Catacomb Christians. The Ninety and Nine takes its title from the book of Luke: "Joy shall be in heaven over one sinner that repenteth, more than over ninety and nine just persons, which need no repentance." In due course the sinner appears, but the book's hero is on the scene from Page One, a Roman Catholic priest, about to travel the age-old road to martyrdom. Jesuit Father Janos is a good priest and a soldier of Christ in his heart, but he has had to fight few battles for the Christian faith in Roman Catholic Hungary. Then, as he sees Red agitators play on the needs and greeds of the peasantry, Father Janos wonders if his church has lost the early dedication of catacomb Christianity and the simple ideals of social justice taught by Christ.

He has little time to wonder. With the Russian occupation and its puppet regime come confiscation of church lands, curbs on church schools, threats and ultimatums: "Tell me, Father, which do you choose, the past or the future?" Father Janos chooses the eternal: "The mills of God grind smaller than those of the Communists, and one day they will pulverize them." When the official mills of the Communists grind out a law disbanding religious orders, Father Janos bids his fellow Jesuits go underground, or abroad, and himself becomes a modern catacomb Christian. But the secret police soon snap him up and jail him as a conspirator in a trumped-up "deviationist" plot against the state.
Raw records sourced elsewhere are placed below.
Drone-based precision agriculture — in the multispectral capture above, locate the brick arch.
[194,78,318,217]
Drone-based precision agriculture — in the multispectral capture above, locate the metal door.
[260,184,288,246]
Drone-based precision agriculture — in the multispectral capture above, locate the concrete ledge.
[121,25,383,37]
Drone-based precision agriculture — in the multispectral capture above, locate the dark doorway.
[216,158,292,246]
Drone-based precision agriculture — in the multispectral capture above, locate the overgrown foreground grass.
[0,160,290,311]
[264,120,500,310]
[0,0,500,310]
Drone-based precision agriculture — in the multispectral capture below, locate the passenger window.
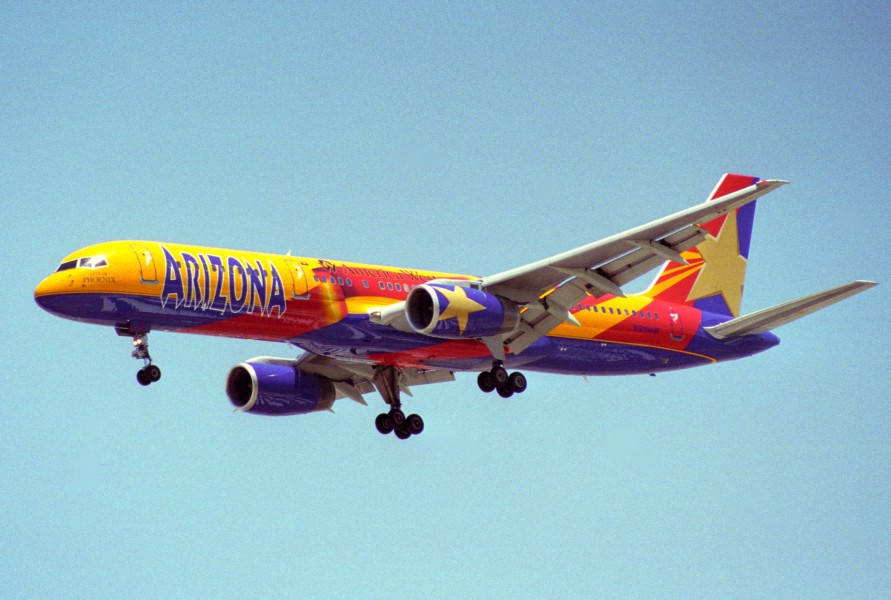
[77,255,108,269]
[56,260,77,272]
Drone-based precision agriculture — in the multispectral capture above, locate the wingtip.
[755,179,792,187]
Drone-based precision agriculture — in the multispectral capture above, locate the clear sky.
[0,1,891,598]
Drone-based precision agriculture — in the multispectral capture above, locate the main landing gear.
[372,366,424,440]
[476,360,527,398]
[115,323,161,385]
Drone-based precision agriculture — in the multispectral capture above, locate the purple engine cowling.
[405,283,520,339]
[226,359,335,416]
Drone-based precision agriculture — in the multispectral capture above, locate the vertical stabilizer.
[641,173,760,317]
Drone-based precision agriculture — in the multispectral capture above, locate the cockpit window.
[56,254,108,272]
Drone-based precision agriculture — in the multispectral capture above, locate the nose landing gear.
[115,322,161,386]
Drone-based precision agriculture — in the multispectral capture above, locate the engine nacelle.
[226,359,335,416]
[405,283,520,339]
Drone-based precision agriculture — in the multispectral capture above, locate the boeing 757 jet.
[34,174,876,439]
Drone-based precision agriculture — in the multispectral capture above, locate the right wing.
[705,281,878,340]
[480,180,788,357]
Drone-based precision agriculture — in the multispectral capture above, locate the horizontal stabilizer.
[705,281,878,340]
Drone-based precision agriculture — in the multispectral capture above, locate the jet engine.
[226,358,335,416]
[405,283,520,339]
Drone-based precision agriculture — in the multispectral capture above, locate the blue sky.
[0,2,891,598]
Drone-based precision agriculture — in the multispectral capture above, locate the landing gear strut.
[372,366,424,440]
[476,360,527,398]
[115,323,161,385]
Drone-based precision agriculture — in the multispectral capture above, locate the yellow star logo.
[687,211,747,317]
[436,286,486,335]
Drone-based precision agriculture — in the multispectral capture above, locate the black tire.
[507,371,529,394]
[491,367,507,388]
[405,415,424,435]
[476,371,495,394]
[374,413,393,435]
[390,408,405,429]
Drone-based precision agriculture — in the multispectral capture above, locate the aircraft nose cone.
[34,273,74,315]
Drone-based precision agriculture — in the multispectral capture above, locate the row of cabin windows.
[312,275,417,292]
[576,304,659,321]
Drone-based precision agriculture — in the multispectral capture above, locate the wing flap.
[482,179,788,304]
[705,281,878,340]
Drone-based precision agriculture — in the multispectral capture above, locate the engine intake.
[405,283,520,339]
[226,359,335,416]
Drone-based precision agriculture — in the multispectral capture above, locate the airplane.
[34,174,877,439]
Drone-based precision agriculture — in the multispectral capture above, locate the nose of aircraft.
[34,273,74,315]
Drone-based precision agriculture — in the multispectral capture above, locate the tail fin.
[641,173,760,317]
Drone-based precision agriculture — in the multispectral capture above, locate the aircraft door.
[285,260,309,300]
[130,244,158,283]
[668,308,684,342]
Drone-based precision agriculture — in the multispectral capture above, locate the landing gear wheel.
[476,371,497,394]
[507,371,528,394]
[143,365,161,383]
[390,408,405,429]
[491,365,507,388]
[374,413,393,435]
[136,368,152,385]
[404,415,424,435]
[496,387,514,398]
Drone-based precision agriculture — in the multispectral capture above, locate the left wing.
[705,281,878,340]
[480,179,788,358]
[288,352,455,404]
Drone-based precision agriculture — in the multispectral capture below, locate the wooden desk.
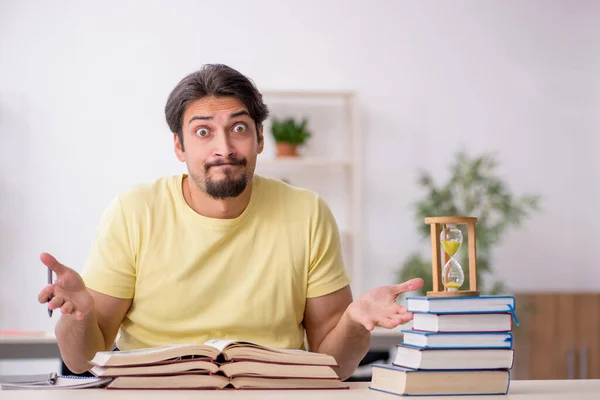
[0,331,60,360]
[0,380,600,400]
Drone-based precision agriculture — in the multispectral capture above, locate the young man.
[38,65,423,379]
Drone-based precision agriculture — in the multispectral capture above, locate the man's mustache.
[204,158,247,171]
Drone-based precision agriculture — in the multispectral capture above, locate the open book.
[90,339,338,368]
[90,340,348,389]
[0,372,112,390]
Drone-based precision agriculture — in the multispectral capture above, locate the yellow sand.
[444,282,460,289]
[442,240,460,257]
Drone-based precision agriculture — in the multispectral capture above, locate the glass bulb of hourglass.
[442,258,465,291]
[440,225,465,291]
[440,226,463,257]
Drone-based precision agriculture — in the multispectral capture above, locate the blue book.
[401,329,513,349]
[369,364,510,396]
[406,295,519,325]
[406,295,516,314]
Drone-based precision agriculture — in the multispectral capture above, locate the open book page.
[90,344,219,366]
[90,339,337,367]
[204,339,337,366]
[0,376,112,390]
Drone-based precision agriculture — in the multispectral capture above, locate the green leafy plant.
[397,150,540,294]
[271,118,311,145]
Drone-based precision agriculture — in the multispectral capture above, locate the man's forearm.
[55,311,106,373]
[316,312,371,380]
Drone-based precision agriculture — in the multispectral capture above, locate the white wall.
[0,0,600,342]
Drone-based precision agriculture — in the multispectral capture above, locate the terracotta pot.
[277,142,298,157]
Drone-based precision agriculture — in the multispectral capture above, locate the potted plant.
[271,117,311,157]
[397,151,540,295]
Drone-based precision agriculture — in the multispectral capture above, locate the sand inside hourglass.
[441,240,460,257]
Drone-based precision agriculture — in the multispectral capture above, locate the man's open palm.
[348,278,424,331]
[38,253,94,319]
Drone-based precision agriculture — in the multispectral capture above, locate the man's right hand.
[38,253,94,319]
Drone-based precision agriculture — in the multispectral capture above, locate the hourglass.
[425,217,479,297]
[440,224,465,292]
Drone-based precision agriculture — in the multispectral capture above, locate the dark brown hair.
[165,64,269,147]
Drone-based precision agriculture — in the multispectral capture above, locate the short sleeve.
[82,197,136,299]
[306,197,350,298]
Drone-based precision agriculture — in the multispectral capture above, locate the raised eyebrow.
[188,115,212,125]
[229,110,250,118]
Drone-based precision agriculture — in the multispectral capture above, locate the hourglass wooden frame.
[425,217,479,297]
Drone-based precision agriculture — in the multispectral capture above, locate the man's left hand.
[346,278,424,331]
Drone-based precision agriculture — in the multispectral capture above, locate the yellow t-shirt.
[82,175,349,350]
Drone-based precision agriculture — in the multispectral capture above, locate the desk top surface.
[0,379,600,400]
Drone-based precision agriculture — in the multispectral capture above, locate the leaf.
[397,149,541,293]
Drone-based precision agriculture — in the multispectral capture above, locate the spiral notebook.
[0,372,112,390]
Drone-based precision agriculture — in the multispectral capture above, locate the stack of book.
[370,296,517,395]
[90,340,349,389]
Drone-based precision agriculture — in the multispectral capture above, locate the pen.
[48,268,52,317]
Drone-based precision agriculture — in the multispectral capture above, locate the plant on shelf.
[397,150,540,295]
[271,118,311,157]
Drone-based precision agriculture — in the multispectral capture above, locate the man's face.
[174,97,264,199]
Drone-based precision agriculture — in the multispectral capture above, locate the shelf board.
[256,156,352,168]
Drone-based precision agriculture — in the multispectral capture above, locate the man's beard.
[204,175,248,200]
[194,159,248,200]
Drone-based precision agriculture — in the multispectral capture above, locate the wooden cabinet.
[512,293,600,379]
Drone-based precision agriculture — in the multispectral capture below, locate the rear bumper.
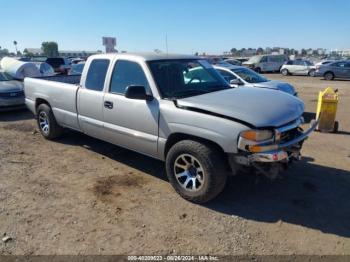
[0,97,25,111]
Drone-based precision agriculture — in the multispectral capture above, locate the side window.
[260,56,267,63]
[85,59,109,91]
[110,60,150,94]
[218,70,237,83]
Party Rites. Father Janos' cellmate proves to be Hungary's No. 2 Communist, Leslie Rab, a character clearly modeled on onetime Hungarian Foreign Minister Laszlo Rajk, who was purged in 1949 as a Titoist. Rab is the great sinner unknowingly on his way to penance. For the second half of the novel, the good Christian and the still-loyal Communist stage a fascinating intellectual wrestling match for each other's minds and souls. Rab scoffs at the existence of God and His goodness: "Did God create man for misery, for eternal struggle, in order to enjoy his obsequious thanks for every crumb cast him, every small mercy?" Argues the priest: "The measure of faith is faith . . . You no longer believe in communism. You only use it to argue with."

At the trial both men confess, Rab as a last pious rite to the party, Father Janos to save his friends and fellow priests from further torture. But before he mounts the gallows, Rab, feeling "an absolute void within me,"' kneels before Father Janos and asks "to die in the peace of faith." Author Kovacs sometimes mashes a thumb with his literary chisel, but when he hits the historic mark, the apocalyptic tableau of hammer and sickle v. the cross stands out in bold, fresh relief.